Image caption: Kellogg Schwab (left) and Hal Dietz

The two professorships, announced today, are among the first six positions at Maryland universities supported by $14.9 million in funding from the Maryland Department of Business and Economic Development. The E-Nnovation initiative is intended to spur private donations to universities for basic and applied research in scientific and technical fields by matching private donations of at least $500,000.

"At a time when our scientists and researchers face a challenging funding landscape, we thank our state leaders for their vital support and their recognition that research universities are where bold discovery and innovation happens," JHU President Ronald J. Daniels said. "This initiative is a wonderful example of the possibilities ignited through public and private partnership."

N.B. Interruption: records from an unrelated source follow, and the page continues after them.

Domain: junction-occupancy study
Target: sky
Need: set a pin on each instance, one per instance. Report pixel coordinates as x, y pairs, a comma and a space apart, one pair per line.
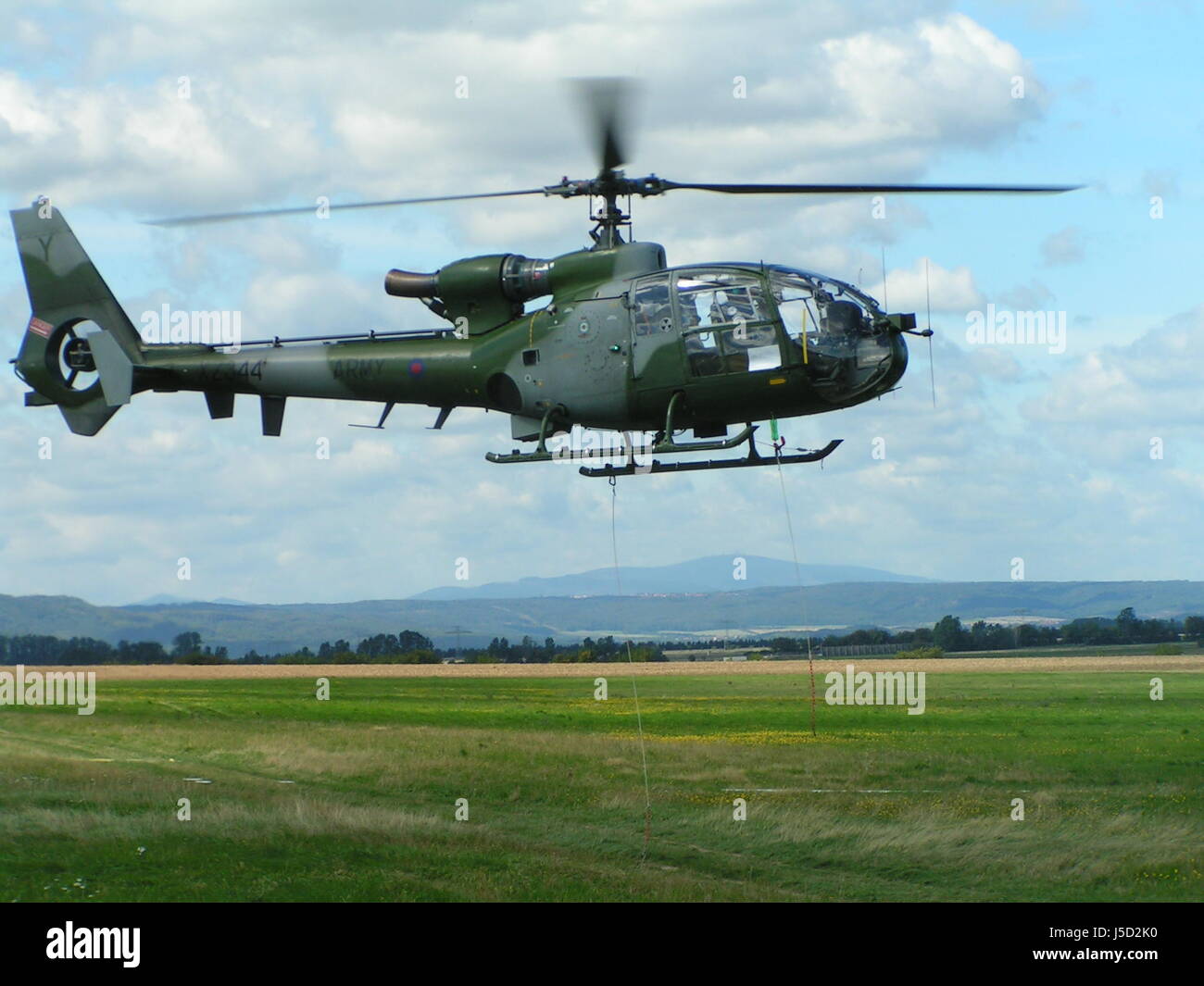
1078, 461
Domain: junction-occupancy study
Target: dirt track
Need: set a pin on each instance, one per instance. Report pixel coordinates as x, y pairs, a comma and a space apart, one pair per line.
998, 665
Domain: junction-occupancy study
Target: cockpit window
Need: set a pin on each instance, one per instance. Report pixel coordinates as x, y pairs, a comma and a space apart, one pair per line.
726, 323
831, 329
653, 313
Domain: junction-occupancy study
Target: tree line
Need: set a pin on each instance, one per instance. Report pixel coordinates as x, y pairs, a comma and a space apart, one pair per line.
413, 648
405, 648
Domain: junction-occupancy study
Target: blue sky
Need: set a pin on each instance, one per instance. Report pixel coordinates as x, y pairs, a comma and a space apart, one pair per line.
1028, 454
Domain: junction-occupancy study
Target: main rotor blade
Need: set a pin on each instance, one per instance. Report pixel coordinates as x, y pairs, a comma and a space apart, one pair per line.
607, 101
228, 217
826, 189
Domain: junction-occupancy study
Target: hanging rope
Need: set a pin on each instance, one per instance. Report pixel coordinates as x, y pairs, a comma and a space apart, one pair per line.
778, 444
634, 692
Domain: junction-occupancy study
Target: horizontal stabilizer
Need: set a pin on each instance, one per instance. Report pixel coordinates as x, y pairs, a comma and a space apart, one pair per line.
220, 404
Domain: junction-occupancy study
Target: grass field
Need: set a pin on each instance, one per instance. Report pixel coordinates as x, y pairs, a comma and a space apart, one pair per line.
354, 798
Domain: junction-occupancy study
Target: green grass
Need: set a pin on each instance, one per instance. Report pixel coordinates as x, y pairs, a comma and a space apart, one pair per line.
1110, 780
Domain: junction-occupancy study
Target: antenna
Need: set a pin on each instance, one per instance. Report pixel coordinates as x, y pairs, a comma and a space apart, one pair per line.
886, 305
927, 299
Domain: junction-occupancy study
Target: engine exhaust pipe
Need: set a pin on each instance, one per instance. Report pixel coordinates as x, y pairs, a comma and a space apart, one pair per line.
409, 284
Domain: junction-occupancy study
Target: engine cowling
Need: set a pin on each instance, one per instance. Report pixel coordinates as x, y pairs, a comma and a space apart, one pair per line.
480, 293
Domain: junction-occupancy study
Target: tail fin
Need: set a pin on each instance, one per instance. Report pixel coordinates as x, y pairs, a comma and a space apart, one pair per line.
65, 293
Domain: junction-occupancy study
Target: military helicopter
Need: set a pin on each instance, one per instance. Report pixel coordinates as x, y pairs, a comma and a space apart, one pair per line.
622, 343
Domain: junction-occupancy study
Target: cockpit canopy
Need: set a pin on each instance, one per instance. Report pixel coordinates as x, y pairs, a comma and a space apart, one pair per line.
751, 318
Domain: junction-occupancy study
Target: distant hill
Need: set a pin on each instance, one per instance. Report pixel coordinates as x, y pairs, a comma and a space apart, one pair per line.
709, 574
751, 612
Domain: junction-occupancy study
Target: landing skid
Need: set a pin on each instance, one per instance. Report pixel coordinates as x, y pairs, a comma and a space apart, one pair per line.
751, 459
662, 444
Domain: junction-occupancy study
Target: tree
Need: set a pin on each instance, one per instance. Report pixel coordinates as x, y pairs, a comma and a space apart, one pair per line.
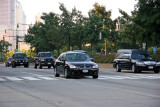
100, 21
4, 46
148, 17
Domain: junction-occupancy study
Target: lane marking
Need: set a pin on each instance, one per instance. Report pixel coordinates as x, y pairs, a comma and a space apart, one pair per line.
2, 79
14, 78
30, 78
47, 78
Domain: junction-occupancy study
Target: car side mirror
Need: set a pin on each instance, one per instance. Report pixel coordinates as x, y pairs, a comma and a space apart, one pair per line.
92, 59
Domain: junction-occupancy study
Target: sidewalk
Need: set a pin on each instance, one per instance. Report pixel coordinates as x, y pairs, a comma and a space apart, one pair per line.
101, 65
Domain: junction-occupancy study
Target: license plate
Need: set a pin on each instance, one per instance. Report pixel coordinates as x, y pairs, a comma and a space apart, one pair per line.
85, 71
150, 67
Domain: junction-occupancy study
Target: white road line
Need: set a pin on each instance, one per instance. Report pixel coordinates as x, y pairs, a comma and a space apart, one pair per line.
2, 79
47, 78
30, 78
130, 77
14, 78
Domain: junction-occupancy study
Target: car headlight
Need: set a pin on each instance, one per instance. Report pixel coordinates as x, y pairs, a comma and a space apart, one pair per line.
140, 64
42, 59
95, 66
72, 66
158, 64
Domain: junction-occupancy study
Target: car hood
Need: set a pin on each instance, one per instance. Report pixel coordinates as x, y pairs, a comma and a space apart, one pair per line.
80, 63
147, 62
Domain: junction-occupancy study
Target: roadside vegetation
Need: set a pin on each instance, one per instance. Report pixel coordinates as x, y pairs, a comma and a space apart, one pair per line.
71, 30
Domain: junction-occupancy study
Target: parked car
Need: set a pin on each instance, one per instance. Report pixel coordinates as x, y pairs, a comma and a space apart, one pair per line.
75, 64
44, 59
82, 51
135, 60
8, 62
19, 59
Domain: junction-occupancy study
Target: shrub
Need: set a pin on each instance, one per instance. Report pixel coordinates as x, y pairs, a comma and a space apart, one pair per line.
104, 59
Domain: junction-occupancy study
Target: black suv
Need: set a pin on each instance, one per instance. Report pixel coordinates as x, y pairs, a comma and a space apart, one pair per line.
44, 59
18, 59
135, 60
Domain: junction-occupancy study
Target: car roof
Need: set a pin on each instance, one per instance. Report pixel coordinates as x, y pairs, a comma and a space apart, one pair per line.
72, 52
44, 52
19, 53
130, 51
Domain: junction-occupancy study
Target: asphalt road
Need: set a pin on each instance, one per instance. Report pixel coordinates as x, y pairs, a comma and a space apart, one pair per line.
29, 87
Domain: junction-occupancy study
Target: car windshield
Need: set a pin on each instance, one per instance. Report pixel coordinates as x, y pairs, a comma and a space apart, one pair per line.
20, 55
77, 57
46, 55
142, 57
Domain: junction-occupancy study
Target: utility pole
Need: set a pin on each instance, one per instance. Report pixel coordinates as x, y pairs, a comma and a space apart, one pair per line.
17, 37
105, 46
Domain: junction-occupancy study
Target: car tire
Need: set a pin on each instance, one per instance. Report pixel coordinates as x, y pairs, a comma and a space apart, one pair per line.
66, 73
49, 67
56, 74
35, 66
26, 66
95, 76
156, 71
40, 66
134, 69
13, 65
117, 68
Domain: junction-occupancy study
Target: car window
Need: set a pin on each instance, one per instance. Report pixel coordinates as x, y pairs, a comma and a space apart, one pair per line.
19, 55
126, 56
77, 57
142, 57
46, 55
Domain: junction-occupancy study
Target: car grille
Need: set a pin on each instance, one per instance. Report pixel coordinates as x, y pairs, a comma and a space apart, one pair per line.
150, 62
84, 66
48, 60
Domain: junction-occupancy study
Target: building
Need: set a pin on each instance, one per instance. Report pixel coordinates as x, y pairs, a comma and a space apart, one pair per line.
12, 21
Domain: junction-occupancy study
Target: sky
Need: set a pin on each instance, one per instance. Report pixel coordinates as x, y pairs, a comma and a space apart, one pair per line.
37, 7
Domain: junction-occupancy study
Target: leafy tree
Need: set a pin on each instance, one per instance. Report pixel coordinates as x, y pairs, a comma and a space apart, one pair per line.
148, 17
100, 21
4, 46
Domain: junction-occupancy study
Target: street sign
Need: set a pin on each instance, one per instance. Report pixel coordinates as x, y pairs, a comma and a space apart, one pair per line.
16, 50
154, 50
144, 46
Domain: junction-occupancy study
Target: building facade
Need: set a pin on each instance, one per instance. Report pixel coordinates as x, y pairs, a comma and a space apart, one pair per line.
12, 21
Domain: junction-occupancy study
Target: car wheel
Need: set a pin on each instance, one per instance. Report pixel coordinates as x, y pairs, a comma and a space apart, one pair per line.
13, 65
35, 66
117, 68
40, 66
26, 66
66, 73
49, 67
156, 71
56, 73
134, 68
95, 76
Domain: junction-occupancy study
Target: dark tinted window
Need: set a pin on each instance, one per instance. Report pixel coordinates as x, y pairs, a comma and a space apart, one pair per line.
20, 55
77, 57
142, 56
46, 55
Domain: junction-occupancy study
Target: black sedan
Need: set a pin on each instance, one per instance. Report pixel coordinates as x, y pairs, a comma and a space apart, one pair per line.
8, 62
75, 64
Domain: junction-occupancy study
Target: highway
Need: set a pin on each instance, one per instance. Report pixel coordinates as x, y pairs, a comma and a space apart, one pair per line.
29, 87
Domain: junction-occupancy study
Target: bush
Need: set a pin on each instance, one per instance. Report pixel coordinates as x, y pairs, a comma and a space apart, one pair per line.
104, 59
2, 59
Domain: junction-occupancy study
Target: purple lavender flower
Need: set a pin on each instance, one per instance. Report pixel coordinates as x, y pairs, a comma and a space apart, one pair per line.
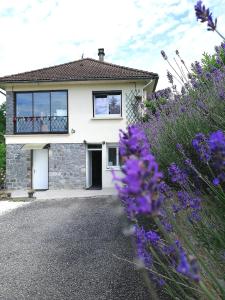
153, 237
134, 141
188, 268
140, 188
216, 144
170, 77
204, 15
164, 55
197, 68
177, 175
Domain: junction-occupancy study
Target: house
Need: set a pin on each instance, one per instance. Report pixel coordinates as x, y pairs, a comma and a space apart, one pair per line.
63, 123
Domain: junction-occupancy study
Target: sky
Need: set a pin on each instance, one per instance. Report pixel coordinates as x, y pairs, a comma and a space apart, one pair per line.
42, 33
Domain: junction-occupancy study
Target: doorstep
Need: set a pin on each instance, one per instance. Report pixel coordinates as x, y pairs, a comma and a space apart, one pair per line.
65, 194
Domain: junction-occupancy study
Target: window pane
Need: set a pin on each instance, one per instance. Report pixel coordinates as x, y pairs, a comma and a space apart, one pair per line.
41, 104
101, 105
112, 156
24, 105
41, 112
114, 104
59, 122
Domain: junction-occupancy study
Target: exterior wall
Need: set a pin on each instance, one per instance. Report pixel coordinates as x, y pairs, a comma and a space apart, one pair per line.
67, 155
67, 166
80, 107
18, 167
9, 112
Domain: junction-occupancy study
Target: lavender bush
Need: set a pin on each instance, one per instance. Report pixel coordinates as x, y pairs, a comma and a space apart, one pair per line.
173, 183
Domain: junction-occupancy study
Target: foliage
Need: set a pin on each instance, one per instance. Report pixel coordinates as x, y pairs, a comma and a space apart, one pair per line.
178, 223
2, 143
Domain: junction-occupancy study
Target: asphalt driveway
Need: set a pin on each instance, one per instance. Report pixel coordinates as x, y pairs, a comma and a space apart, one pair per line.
63, 249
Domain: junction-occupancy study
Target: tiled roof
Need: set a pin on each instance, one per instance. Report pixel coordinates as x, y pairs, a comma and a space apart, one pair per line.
80, 70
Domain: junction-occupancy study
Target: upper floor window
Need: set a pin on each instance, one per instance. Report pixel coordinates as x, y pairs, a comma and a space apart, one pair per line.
107, 104
41, 112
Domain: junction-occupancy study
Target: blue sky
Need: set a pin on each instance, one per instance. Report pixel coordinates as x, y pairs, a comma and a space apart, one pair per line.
41, 33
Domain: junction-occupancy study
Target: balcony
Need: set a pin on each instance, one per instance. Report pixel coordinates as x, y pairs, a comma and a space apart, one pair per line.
48, 124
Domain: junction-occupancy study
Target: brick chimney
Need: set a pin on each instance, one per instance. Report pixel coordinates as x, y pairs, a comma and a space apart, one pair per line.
101, 54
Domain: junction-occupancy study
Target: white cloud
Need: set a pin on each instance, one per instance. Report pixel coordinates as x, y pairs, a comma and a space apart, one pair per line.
40, 33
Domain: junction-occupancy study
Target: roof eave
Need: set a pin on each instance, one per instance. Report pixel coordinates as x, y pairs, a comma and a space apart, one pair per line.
153, 76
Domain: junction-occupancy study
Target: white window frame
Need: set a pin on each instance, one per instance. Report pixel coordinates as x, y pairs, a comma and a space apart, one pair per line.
108, 115
117, 167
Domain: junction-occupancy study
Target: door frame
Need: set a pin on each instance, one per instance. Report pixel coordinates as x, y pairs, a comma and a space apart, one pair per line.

With the funding, Kellogg Schwab, a professor in the Department of Environmental Health Sciences at the Johns Hopkins Bloomberg School of Public Health and director of the JHU Water Institute will hold a new professorship in water and public health. The endowment was made possible by a $1.25 million donation from William C. Clarke III—a member of the Bloomberg School's Health Advisory Board—and a $1.05 million state match.

The Water Institute connects researchers across Johns Hopkins to develop solutions for providing clean water and proper sanitation in the United States and internationally. Schwab's research focuses on how pathogenic microorganisms spread in water, food, and the environment.

The Reta Honey-Hiers Professorship for Tarlov Cyst Disease was established with $1.25 million from Mary Ellen Pease and Charles Scheeler and $1.05 million from the state program. The professorship will be held by Hal Dietz a professor of pediatric cardiology; the Victor A. McKusick Professor of Genetics in the departments of Medicine, Pediatrics, and Molecular Biology and Genetics at the Johns Hopkins University School of Medicine; director of the William S. Smilow Center for Marfan Syndrome Research; and a member of the McKusick-Nathans Institute for Genetic Medicine. Tarlov cysts are debilitating fluid-filled sacs that form within spinal nerves, most prevalently in the sacral spine, causing life-altering pain and multi-systems symptomatology.

Dietz is a leading authority on Marfan syndrome, having conducted genomic mapping and research that has made diagnosis of the rare genetic condition patient-specific and accurate. He is also investigating the genetic factors involved in defects of the arterial wall and the aorta.

"These professorships are an excellent example of the ways in which Johns Hopkins connects the laboratory and the classroom to real-world issues affecting individuals, communities, and society as a whole," JHU Provost Robert C. Lieberman said. "These awards are an investment not only in our scholars, but also in improving the lives of people across Maryland, and the world."

The E-Nnovation initiative was created by Maryland's General Assembly during the 2014 legislative session and received an appropriation of $8.5 million in FY2016. The funds can be used to pay salaries of newly endowed department chairs, staff, and support personnel in designated scientific and technical fields of study; fund related research fellowships for graduate and undergraduate students; and purchase lab equipment and other basic infrastructure and equipment.

Two professorships each were endowed at University of Maryland, College Park; University of Maryland Baltimore; and Johns Hopkins University. Another $2.1 million remains to be allocated in a second round of applications this year.

"The discoveries made and students trained at Maryland universities are among the greatest advantages we have as a state. These endowments will further strengthen our higher education institutions and pave the way for bold new research and innovation," said Mike Gill, secretary of the Department of Business and Economic Development. "We are proud to be partners in this endeavor with the world-renowned universities we have here in our state."